An example of the current regulatory status is the open discussion around AI Art. Tools like Stable Diffusion and Midjourney are incredible technologies that generate brand-new images in seconds, based on prompts made by users. These tools however are built using artists’ work and menace their monetizing abilities, since art with similar characteristics can be done in seconds. While artists have valid concerns, relying on copyright to address them may not be the best answer.
It seems like governments around the world are starting to understand Generative AI risks and opportunities, but there’s no clear path around regulation, and it’s important to note that some players may try to use it to stop competitors and maintain a competitive advantage.
Lack of Well-Defined Policy Goals
The Public Policy nature also contributes to the challenges around AI applications.The legal documents where public policy is supported are usually long, tangled, and full of legal terminology and technicalities. As any lawyer can confirm, words tend to have non-vernacular meanings and simple changes such as synonymous can significantly alter the legal meaning. Lastly, public policy is strongly connected to politics, where nuance and consensus are hard to find, and emotions are strong on either side of the aisle.
An example of this is bills, which propose changes to current statutes. As such, what may seem like a simple change in a letter or a number can provoke meaningful transformations in public society, such as changing the minimum wage from $10 to $19. Arizona SCR 1023 is a good example of how small changes can significantly affect the meaning of the law.
There have been efforts to improve model performance in specific fields, as in Google’s latest release of med-palm 2, and there’s even open source work around specialized legal models. However, we need more targeted resources to work on the intersection of Public Policy and AI.

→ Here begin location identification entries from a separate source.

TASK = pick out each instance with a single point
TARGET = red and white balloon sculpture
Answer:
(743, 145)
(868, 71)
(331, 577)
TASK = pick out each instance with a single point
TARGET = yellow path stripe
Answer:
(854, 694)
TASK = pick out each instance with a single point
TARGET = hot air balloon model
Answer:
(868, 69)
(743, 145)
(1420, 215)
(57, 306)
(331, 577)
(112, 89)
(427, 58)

Uses cases that hurt democracy
While most of the risks we described are provoked by misunderstandings or incompetence, there’s a very important issue left. Clever actors who understand AI and Public Policy can use modern technology in ways that undermine democracy. Those actions can be as simple as misleading descriptive statistics or as complex as deep-fake political images and simulated grassroots movements.

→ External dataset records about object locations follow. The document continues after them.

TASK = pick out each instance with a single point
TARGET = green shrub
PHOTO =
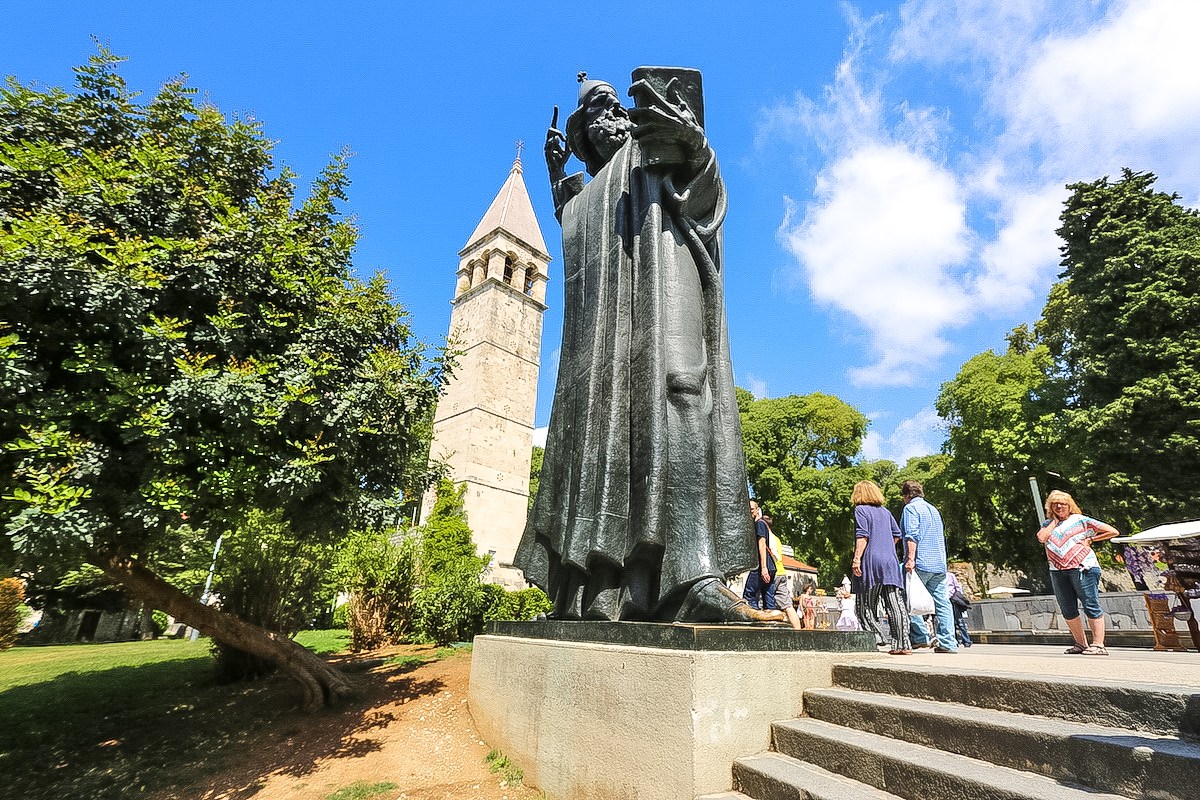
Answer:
(342, 617)
(12, 593)
(520, 606)
(379, 571)
(449, 606)
(268, 578)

Researchers at Stanford University displayed how GPT3 can be used to draft persuasive political messages. Similar models have been used to generate fake reviews on Amazon and to cheat in high school homework, and they could be used just as easily to fake public interest in relevant policy topics or to draft bills with undemocratic objectives.
There’s a growing understanding in policy circles that this technology can affect public policy, and senators have publically interacted with some of the tools. Even AI companies are limiting the ways the models can be used in policy settings, but it’s not enough. This technology exists and is being used right now, and the Plural, Public, and Private sectors need to agree on the ways AI should not be used to affect public policy.
The Biggest Challenge
Public Policy impacts everyone, and there’s a real risk in how slowly government and public institutions will adapt and how fast will actors move and break things. We can see how unregulated new technology can impact the lives of thousands of people, and how sooner action could have prevented some of the harm.
Right now we need strong pressure from the public and grassroots organizations to accelerate government action and guarantee that corporate interests are aligned with the public benefit, like Google employees did with Project Maven, while maintaining incentives to continue research that improves the lives of the community.
While this article focuses on risks around ML and Generative AI, it’s also clear that the technology can be used to make the public policy process more accessible and democratic, as we argue in Summarizing Bills With Generative AI.